Taliban ile müzakere eden kadın siyasetçi: 'Kadınlar zaten çok bedel ödedi, daha fazlasına gerek yok'
Afganistan'da yaşayan Koofi'nin çocukluk hayali büyüyünce doktor olmaktı. Ancak Taliban yönetimi ele geçirince bu gerçekleşemedi. Taliban kocasını hapse attı; hapisteyken hastalanan kocası bu yüzden hayatını kaybetti. Daha sonra siyasetçi olan ve Taliban'ın suikast girişiminden kurtulan Koofi, yine de barış görüşmeleri sırasında Taliban ile aynı masaya oturdu.
Afganistan'da yaşayan Fawzia Koofi'nin çocukluk hayali büyüyünce doktor olmaktı. Ancak Taliban yönetimi ele geçirince bu hayallerini hayata geçiremedi. Taliban kocasını hapse attı; hapisteyken tüberküloza yakalanan kocası serbest kaldığında hayatını kaybetti.
Fawzia Koofi, bunun ardından bir siyasetçi oldu ve bu sefer Taliban kendisini öldürmeye çalıştı.

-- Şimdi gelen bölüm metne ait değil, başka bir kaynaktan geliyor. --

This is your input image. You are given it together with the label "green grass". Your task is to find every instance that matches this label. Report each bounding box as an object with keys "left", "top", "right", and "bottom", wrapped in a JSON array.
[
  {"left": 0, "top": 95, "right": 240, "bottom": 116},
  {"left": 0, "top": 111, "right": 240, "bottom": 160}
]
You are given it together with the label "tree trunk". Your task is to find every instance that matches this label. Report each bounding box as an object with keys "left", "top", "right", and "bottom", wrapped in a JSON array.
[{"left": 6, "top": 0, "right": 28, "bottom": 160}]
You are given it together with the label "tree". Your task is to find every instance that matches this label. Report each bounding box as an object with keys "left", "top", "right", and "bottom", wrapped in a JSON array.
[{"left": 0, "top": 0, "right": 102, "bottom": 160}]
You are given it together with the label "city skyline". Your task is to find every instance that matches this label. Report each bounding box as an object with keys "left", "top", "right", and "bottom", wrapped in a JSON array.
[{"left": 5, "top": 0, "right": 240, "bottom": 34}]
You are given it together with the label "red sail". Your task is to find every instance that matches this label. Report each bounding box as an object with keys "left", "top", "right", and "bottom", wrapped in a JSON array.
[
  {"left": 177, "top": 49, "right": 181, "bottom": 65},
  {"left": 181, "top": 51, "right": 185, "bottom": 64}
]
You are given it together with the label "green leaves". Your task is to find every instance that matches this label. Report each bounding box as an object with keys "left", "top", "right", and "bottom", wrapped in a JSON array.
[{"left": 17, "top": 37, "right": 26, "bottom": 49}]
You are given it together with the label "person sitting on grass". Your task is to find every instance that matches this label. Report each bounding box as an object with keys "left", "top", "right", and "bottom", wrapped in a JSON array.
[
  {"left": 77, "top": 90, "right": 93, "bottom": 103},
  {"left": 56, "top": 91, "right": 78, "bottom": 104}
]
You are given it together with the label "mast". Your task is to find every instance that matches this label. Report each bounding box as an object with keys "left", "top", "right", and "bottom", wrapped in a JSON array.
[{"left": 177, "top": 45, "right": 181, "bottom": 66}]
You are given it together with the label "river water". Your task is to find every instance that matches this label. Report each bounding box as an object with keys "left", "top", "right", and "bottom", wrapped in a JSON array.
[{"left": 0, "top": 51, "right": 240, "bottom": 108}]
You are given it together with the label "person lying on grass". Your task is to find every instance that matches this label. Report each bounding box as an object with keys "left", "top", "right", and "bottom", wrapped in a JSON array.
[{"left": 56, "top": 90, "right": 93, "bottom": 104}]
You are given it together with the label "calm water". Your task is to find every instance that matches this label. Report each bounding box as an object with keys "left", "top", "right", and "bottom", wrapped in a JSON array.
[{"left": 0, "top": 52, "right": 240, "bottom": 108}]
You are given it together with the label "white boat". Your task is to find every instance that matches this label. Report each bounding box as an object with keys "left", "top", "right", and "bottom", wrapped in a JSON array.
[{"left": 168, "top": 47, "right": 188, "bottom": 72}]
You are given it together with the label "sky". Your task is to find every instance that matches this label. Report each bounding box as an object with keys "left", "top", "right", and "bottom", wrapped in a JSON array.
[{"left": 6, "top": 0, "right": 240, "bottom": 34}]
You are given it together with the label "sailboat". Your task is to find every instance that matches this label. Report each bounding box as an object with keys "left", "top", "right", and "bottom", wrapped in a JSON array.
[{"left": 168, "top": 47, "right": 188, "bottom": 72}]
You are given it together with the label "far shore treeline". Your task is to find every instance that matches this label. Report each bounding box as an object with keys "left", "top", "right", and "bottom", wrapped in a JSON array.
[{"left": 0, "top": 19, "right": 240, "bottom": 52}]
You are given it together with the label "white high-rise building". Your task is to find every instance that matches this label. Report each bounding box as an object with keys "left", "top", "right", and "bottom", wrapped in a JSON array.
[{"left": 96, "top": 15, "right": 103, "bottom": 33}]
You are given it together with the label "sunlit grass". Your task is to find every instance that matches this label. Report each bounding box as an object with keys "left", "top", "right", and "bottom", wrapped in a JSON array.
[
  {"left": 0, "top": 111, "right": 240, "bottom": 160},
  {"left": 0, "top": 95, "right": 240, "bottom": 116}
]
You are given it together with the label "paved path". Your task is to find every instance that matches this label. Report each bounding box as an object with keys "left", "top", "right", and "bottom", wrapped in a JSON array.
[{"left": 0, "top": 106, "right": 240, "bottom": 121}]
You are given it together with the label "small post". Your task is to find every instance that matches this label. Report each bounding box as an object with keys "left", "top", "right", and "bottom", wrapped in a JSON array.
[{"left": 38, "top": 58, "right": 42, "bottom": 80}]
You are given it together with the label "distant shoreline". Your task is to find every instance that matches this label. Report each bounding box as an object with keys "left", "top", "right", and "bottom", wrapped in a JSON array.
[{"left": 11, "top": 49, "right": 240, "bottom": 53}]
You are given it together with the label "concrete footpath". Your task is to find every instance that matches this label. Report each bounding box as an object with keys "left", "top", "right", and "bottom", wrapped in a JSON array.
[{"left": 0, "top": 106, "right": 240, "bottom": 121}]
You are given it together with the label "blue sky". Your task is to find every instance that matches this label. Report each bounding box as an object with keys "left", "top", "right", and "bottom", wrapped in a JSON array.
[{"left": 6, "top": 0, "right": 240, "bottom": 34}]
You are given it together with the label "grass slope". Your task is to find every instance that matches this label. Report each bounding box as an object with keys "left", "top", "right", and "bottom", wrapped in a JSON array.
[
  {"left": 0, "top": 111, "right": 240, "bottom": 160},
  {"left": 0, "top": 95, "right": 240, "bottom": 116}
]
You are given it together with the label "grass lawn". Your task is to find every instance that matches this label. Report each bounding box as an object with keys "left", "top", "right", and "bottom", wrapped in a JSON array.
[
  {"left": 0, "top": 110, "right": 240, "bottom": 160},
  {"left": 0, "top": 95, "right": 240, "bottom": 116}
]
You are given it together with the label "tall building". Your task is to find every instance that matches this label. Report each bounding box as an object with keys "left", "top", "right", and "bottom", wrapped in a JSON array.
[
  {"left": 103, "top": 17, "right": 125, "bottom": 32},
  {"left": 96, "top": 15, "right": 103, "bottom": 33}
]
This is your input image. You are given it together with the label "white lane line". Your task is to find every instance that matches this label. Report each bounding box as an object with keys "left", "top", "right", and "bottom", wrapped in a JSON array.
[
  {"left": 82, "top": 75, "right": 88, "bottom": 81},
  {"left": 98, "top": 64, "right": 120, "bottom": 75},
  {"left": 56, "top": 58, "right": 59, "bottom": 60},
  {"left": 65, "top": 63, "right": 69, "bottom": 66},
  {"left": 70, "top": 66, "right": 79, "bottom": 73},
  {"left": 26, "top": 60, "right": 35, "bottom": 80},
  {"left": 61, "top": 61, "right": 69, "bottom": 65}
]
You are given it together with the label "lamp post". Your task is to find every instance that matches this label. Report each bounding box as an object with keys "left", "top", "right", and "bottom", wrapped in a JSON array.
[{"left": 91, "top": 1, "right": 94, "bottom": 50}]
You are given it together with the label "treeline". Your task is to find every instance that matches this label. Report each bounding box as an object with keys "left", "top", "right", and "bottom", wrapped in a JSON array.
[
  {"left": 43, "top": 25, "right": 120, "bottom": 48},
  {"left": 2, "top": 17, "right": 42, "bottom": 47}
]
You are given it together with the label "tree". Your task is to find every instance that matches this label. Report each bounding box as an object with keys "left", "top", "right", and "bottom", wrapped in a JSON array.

Tüm bunlara rağmen Koofi Taliban ile yönetilen müzakerelerde ekibin içine girmekten çekinmedi.
BBC'ye konuşan Koofi, bu konuyla ilgili olarak, "Ülkemi temsil ediyordum, Afganistan'daki kadınları temsil ediyordum" ifadesini kullanıyor.
Şubat 2019'da yürütülen müzakereler sırasında Moskova'da 70 erkeğin olduğu otelin konferans odasına girdiğinde orada bulunan iki kadından biriydi.
Koofi ve insan hakları aktivisti olan diğer bir kadın müzakereci, Afgan siyasetçiler ve aktivistlerin tarafında iki kadın olarak yer almışlardı; odanın diğer tarafında ise klasik görünümleriyle Taliban üyeleri oturuyordu.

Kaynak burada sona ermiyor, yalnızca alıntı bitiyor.